With this backdrop, let’s discuss three top Canadian stocks I’d buy and hold forever for a worry- and tax-free dividend income.
Canadian Utilities
TFSA investors seeking stable passive income could consider adding shares of leading utility companies in Canada. Their defensive business model, rate-regulated earnings base, and predictable cash flows enable them to return higher cash to shareholders.
TFSA investors could add Canadian Utilities(TSX:CU) stock among the top utility companies. With an impressive 52-year streak of uninterrupted dividend growth – the longest by any Canadian company – Canadian Utilities demonstrates both the strength of its business model and its dedication to enhancing shareholder value. Its consistent ability to pay and grow dividends, even through various market conditions, shows its resilience.
Canadian Utilities’ dividends are well-covered by its defensive business model and rate-regulated earnings base. The company earns a substantial portion of its earnings from regulated utility assets, ensuring the stability of its payouts. Further, the company is poised to grow its dividends in the coming years.
Canadian Utilities’ investments in regulated utility assets will expand its rate base, driving higher profits and dividend payouts.
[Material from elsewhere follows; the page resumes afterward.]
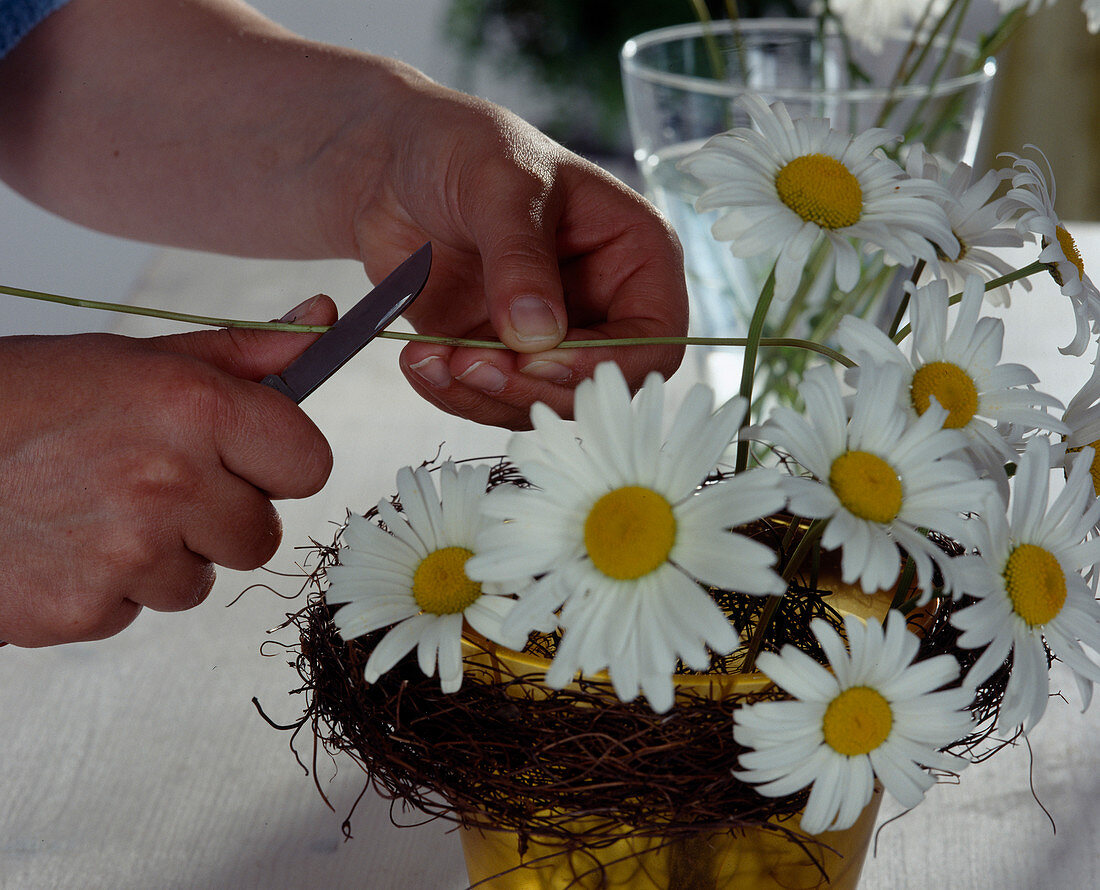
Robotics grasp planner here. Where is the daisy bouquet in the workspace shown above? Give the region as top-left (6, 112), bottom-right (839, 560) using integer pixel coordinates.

Also, its focus on optimizing energy infrastructure capital projects should further bolster its earnings and ability to reward shareholders. Currently, Canadian Utilities offers an attractive dividend yield of 5.4%, making it a compelling option for TFSA investors.
Telus
Similar to Canada’s top utility companies, the country’s leading telecom giants are well-known for rewarding their shareholders with generous dividends. Among them, Telus (TSX:T) stands out for its stellar dividend payment and growth history.
Thanks to its ability to grow profitably, Telus has built a reputation for consistently enhancing shareholder value. Since 2004, Telus has returned approximately $21 billion in dividends to its investors. Further, the company plans to increase its dividends by 7-10% annually under its multi-year dividend growth program.
While macro headwinds and heightened competition pose challenges for the company in the near term, its margin-accretive growth strategies and cost-efficiency initiatives will likely cushion its earnings and support higher dividend payments. Further, the company continues expanding its customer base and is investing in network infrastructure and technological advancements to accelerate growth and cover its payouts. Currently, Telus stock is offering a high yield of over 7%.
Enbridge
The addition of Enbridge (TSX:ENB) stock could enhance the income-generating capabilities of your TFSA portfolio. This oil and gas company is known for increasing its dividends irrespective of commodity and economic cycles. Its dividends have increased at a compound annual growth rate (CAGR) of 10% in the past 29 years. Moreover, Enbridge is well-positioned to increase its dividends in the upcoming years.
The company’s consistency in rewarding its shareholders with uninterrupted dividend growth comes from its diversified asset base and high asset utilization rate generating solid distributable cash flows (DCF). Moreover, the long-term contracts and power-purchase agreements add stability to its earnings, thus supporting higher payouts.
Further, this energy company’s multi-billion secured projects will likely expand its assets base and support its payouts. Enbridge sees mid-single-digit growth in its EPS and DCF per share in the long term. This indicates that the company’s dividend could grow at a similar pace. While its dividends are likely to increase, Enbridge offers a compelling yield of about 6.9% based on the last closing price of $53.24.